Cashless restaurants find unexpected benefits during pandemic
Loop North News


21-Jul-20 – Restaurants and other food establishments in downtown Chicago are finding unexpected bonuses to going cashless during the COVID-19 pandemic.

Over the past few years, several popular downtown restaurants have gone completely cashless. Many food establishments made the switch for safety reasons and to improve efficiency. In 2018, Goddess and the Baker, with three locations in the Loop and one in River North, went cashless, explaining that “cash-free stores reduce the likelihood of robbery, keeping employees safe.”

Lyfe Kitchen

LYFE Kitchen, with locations in Gold Coast, River North, and Streeterville, started slowly with one cashless location in August 2019 and then converted their other locations after reopening under Phase IV guidelines.

Emily Paulsen, Director of Marketing & Sales at L3 Hospitality Group, owner of LYFE Kitchen, noted improved efficiency with employees and managers no longer counting money.

Both food establishments say employees have been happy with the change. Paulsen says her employees are “thrilled.”

Tamar Mizrahi-Stone, partner at Goddess and the Baker, says the switch has “taken away a lot of stress and tension on our end.”

Goddess and the Baker

Neither establishment has seen much pushback. Paulsen says the “large majority of guests haven’t noticed or minded.”

Before the change, only a small percentage of sales at Goddess and the Baker were cash-based and so the change, says Mizrahi-Stone, was “uneventful.”

Advocate for homeless says cashless stores are not the biggest problem

Critics of cashless stores say they exclude people without access to credit cards. Chris Jelkes, Special Project Coordinator for Chicago Coalition for the Homeless, says, however, the issue has not been a big deal. Other issues, he says, such as restaurants closing during the shutdown along with their public bathrooms, were a much bigger challenge for people experiencing homelessness.

Many believe that requiring credit or debit cards presents challenges for people unable to obtain such cards and could make access to food difficult for people who lack credit.

Some cities, such as Philadelphia and San Francisco, have banned cashless shops, and other cities are considering a ban. According to the United States Department of the Treasury, however, there is no federal law that requires stores to accept cash.

With the pandemic, the move toward cashless stores has provided some benefits.

Emily Paulsen

“I think the team feels safer,” said Paulsen (left), whose LYFE Kitchen locations have implemented sanitation protocols to protect employees and customers, such as wiping surfaces regularly, especially those touched by customers.

“You can’t wipe down individual bills,” she noted.

The health risk associated with handling money, epidemiologists believe, is low, based on the available information right now.

“Transmission via fomites  – contaminated surfaces such as money, toys, whatever – isn’t as big of a concern as we once thought,” explained Katie Suleta (right), an epidemiologist with a background in infectious disease. “Opening your mail – mostly paper – is considered low risk for transmission. Now, with that said, that doesn’t mean no  transmission.”

Katie Suleta

“The chances of transmission increase with greater numbers of people interacting with a particular thing,” said Suleta. “Money isn’t exchanged nearly as often these days as it used to be, so for this purpose that’s good.”

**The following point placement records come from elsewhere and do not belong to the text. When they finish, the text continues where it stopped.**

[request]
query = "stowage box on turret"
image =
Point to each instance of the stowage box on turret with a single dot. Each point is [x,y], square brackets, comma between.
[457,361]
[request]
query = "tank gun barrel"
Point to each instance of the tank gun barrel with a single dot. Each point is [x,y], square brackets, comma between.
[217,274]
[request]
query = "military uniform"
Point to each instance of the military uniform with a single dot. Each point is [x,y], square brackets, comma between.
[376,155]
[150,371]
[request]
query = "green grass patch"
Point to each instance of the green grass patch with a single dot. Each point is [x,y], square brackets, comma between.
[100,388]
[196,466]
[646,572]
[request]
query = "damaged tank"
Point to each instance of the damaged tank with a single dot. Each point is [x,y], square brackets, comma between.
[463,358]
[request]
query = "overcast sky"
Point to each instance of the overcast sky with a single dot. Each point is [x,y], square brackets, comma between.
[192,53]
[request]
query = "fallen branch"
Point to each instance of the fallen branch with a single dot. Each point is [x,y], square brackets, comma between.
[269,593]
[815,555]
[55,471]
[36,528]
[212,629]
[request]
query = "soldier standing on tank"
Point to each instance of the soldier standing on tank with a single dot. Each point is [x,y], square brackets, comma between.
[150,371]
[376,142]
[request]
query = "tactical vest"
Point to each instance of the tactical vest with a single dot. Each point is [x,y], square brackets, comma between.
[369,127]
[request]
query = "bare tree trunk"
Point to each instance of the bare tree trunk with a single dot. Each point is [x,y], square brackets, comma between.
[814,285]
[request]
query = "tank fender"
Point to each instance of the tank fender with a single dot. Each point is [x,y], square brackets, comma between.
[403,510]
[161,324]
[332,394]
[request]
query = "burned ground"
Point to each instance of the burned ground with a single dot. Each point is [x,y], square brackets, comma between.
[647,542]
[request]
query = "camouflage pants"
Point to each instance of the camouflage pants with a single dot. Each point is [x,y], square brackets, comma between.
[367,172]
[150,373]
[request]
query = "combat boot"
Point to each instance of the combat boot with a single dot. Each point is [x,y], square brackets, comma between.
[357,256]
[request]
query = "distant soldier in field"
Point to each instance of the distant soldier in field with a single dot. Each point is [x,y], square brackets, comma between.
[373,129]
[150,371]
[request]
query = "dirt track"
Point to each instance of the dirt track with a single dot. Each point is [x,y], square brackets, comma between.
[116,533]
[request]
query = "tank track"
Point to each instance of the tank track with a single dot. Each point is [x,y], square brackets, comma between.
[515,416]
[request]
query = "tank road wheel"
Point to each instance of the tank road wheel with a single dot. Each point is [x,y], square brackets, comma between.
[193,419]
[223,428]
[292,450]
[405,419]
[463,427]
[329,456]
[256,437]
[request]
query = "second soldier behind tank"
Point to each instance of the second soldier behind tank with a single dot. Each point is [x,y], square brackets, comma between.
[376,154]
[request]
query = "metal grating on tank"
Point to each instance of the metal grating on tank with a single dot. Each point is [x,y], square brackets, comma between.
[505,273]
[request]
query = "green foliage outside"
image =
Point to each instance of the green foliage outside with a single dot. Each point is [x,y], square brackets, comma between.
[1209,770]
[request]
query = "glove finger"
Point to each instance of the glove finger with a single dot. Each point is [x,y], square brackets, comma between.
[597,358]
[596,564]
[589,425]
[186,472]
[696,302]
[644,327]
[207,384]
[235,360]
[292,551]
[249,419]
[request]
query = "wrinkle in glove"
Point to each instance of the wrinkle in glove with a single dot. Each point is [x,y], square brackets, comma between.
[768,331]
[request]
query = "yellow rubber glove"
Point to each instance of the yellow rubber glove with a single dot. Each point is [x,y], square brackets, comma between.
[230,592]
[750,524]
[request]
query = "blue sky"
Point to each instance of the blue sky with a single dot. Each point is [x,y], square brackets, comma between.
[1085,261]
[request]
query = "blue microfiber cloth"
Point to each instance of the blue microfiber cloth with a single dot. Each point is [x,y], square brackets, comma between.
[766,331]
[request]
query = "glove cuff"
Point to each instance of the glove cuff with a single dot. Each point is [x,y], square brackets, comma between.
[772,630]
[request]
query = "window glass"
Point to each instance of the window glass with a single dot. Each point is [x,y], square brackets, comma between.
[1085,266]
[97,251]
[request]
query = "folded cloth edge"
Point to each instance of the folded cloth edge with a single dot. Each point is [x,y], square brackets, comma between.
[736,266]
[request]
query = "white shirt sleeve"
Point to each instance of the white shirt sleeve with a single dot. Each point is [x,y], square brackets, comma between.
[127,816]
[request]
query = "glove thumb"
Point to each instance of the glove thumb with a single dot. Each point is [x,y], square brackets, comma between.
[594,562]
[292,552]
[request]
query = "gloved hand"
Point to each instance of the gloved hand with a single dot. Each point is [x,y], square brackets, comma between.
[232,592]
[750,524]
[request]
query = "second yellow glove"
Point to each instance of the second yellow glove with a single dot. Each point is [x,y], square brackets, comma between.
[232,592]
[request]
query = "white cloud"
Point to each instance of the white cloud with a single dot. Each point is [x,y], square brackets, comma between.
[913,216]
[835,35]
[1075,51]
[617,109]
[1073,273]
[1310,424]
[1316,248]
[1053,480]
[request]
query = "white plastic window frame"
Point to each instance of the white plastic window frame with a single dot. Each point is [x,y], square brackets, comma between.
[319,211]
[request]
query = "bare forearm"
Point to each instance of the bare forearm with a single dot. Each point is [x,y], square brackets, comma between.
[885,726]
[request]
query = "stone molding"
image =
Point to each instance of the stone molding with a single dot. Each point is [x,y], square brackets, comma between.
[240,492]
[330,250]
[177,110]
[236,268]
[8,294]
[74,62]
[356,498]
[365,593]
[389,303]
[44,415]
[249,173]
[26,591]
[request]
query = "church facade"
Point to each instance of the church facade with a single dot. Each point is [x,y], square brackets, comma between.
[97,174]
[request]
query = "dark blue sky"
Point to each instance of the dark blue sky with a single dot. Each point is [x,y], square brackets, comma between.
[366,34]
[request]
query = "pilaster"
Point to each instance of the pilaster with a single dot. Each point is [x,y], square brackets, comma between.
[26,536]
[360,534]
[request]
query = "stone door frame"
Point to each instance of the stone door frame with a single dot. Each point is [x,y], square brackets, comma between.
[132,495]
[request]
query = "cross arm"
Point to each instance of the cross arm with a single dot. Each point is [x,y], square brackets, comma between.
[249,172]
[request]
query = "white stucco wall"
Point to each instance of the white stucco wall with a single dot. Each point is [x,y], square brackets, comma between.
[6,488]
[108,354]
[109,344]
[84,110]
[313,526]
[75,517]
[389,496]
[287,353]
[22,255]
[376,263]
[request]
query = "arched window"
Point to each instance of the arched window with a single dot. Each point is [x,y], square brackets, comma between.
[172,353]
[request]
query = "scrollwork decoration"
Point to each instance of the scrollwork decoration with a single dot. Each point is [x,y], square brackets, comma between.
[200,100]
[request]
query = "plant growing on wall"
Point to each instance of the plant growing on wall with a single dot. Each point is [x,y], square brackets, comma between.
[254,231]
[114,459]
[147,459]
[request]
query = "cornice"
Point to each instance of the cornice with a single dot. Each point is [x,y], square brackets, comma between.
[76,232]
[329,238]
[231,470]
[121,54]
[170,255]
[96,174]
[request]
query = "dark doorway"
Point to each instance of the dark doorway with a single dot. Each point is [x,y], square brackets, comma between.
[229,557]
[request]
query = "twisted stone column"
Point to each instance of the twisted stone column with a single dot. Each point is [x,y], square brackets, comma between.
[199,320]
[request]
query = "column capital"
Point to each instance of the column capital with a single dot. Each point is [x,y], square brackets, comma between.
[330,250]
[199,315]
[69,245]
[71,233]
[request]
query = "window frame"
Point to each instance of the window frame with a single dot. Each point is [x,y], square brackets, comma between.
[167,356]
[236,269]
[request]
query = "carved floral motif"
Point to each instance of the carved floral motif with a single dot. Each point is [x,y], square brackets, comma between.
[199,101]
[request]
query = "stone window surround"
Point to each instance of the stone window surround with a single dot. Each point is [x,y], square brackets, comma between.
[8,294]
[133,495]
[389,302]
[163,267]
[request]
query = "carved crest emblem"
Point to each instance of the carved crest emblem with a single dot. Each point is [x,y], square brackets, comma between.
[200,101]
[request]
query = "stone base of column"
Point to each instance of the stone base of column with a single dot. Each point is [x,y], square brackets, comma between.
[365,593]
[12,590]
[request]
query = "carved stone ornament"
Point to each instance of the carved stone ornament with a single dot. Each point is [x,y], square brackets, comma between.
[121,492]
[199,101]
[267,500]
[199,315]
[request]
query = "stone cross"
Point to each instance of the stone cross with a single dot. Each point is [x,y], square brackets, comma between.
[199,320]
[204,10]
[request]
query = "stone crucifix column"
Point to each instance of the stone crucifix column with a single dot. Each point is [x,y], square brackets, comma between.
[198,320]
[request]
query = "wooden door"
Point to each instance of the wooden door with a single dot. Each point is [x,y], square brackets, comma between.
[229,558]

However, she points out that communities that are already disproportionately hurt by COVID-19 may be more likely to be using cash more often and “there may be more virus circulating in those communities.”

Another unforeseen benefit of cashless food establishments is pointed out by Dr. Allen Helm, Senior Biosafety Officer at The University of Chicago. Since credit and debit cards are arguably a more efficient way to pay, they could reduce the amount of time consumers spend in food establishments, therefor, he says, reducing their risk of infection.